If you are diagnosed with preeclampsia, treatment will depend on your specific symptoms and clinical picture. There are medications available to treat certain aspects of preeclampsia, which will be prescribed by your healthcare provider when appropriate.

“When there are signs of end organ damage, we’ll usually recommend delivery, if possible. End organ damage symptoms include headaches that don’t get better with over-the-counter pain medications, visual changes like white spots appearing in your vision or significant changes to blood work that indicate kidney or liver damage,” says Dr. Boileau. “If there isn’t end organ damage, we will monitor the preeclampsia until it’s safe to deliver—usually after 37 weeks.”

Once the baby is delivered, your blood vessels will start to normalize again. “Delivery is essentially a cure for preeclampsia,” says Dr.
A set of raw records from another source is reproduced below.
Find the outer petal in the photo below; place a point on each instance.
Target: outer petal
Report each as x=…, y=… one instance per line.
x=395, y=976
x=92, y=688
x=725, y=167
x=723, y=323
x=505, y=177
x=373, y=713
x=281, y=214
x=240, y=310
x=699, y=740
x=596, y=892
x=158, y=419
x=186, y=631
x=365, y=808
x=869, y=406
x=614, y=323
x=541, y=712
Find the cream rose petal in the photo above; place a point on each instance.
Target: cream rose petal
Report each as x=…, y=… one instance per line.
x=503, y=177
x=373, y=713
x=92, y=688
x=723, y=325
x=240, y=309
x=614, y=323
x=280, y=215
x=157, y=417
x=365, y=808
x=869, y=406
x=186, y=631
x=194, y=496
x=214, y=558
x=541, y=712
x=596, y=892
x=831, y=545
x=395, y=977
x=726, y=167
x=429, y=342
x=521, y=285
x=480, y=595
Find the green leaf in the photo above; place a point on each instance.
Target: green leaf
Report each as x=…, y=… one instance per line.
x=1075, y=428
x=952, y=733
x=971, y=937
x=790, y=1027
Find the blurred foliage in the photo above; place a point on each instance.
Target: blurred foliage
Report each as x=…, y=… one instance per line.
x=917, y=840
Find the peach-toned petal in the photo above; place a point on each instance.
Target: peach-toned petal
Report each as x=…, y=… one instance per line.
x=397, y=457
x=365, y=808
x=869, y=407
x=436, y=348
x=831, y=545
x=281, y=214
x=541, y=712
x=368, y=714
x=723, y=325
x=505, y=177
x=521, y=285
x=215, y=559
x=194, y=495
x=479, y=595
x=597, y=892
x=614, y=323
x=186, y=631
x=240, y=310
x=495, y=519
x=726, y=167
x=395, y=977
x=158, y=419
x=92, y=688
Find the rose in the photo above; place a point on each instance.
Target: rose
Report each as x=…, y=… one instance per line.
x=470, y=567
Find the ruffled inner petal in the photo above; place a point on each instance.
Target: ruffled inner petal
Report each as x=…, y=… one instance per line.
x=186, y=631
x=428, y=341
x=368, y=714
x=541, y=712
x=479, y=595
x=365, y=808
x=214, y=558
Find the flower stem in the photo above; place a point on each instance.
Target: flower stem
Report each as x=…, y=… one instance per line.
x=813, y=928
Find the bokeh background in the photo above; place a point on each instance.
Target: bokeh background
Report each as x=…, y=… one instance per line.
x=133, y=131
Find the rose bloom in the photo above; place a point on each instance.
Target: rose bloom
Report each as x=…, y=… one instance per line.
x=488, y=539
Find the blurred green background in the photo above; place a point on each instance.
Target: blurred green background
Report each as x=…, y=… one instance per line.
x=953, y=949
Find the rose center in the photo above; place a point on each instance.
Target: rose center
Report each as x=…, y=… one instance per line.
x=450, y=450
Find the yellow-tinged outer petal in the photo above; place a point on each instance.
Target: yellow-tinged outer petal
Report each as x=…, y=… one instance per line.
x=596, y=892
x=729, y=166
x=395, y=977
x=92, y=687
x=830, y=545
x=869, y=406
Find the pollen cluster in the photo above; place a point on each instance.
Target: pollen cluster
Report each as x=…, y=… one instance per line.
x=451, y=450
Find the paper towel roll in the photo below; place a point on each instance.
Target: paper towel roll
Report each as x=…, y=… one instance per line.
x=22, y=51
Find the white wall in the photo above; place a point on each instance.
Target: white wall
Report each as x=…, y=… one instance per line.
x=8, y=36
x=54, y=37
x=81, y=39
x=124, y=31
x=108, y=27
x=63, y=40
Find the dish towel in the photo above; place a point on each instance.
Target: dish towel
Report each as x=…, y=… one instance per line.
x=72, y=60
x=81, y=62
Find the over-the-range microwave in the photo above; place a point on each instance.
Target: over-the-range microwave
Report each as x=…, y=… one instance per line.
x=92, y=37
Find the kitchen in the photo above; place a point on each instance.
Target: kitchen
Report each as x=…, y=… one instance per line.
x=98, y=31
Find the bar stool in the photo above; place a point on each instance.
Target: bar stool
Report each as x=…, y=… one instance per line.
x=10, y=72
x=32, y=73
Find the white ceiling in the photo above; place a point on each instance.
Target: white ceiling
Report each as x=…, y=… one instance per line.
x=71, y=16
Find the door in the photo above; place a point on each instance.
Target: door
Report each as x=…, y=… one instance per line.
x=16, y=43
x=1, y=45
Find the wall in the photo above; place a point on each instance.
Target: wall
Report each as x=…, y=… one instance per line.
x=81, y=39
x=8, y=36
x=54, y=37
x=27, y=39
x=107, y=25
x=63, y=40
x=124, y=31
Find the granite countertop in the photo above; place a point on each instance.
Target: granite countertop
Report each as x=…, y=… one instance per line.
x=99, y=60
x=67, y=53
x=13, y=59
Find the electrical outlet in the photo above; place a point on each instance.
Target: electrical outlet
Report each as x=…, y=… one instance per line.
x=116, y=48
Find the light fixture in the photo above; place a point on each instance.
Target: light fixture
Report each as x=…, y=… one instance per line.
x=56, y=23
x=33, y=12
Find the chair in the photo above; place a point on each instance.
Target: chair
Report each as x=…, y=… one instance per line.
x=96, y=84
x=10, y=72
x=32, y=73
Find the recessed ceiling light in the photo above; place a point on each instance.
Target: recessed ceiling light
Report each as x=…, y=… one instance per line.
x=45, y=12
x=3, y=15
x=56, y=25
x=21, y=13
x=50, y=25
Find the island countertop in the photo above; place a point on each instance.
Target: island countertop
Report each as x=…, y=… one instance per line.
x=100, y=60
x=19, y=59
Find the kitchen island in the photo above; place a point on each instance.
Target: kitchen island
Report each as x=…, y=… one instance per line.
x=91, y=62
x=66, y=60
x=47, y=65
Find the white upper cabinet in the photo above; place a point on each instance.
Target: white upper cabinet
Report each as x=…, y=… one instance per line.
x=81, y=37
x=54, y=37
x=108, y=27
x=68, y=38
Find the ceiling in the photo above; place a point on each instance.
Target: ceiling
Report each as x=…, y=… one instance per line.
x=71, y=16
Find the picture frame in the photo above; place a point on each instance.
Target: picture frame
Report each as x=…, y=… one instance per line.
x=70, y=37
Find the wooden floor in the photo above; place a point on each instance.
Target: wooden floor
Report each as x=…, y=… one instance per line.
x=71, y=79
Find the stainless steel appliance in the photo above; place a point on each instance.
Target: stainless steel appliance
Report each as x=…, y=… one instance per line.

Boileau. “But it can increase your risk of developing preeclampsia again in future pregnancies or high blood pressure later in life.”

Preventing Preeclampsia

It’s important to take steps to prevent hypertension and preeclampsia if you’re pregnant or planning to become pregnant. “One of the main ways to avoid hypertensive complications in pregnancy is maintaining a healthy lifestyle and taking care of your body with good nutrition, hydration, adequate sleep and stress management,” says Johnson.

In addition, for women who are at risk for preeclampsia, taking baby aspirin daily during pregnancy, starting at week 12, has been shown to decrease the risk of hypertensive complications. “If someone has an underlying hypertensive disease before pregnancy, they can usually continue taking medications to keep their blood pressure under control,” says Johnson. “But it’s best to consult with your healthcare provider to make sure.”

As always, preventive care and open communication are essential to staying healthy. Talk to your provider if you have any concerns about high blood pressure during pregnancy. “Make sure you’re getting appropriate care throughout your pregnancy,” says Dr. Boileau. “We’ll check your blood pressure often—so we’re able to treat potential cases of preeclampsia before significant risks develop.”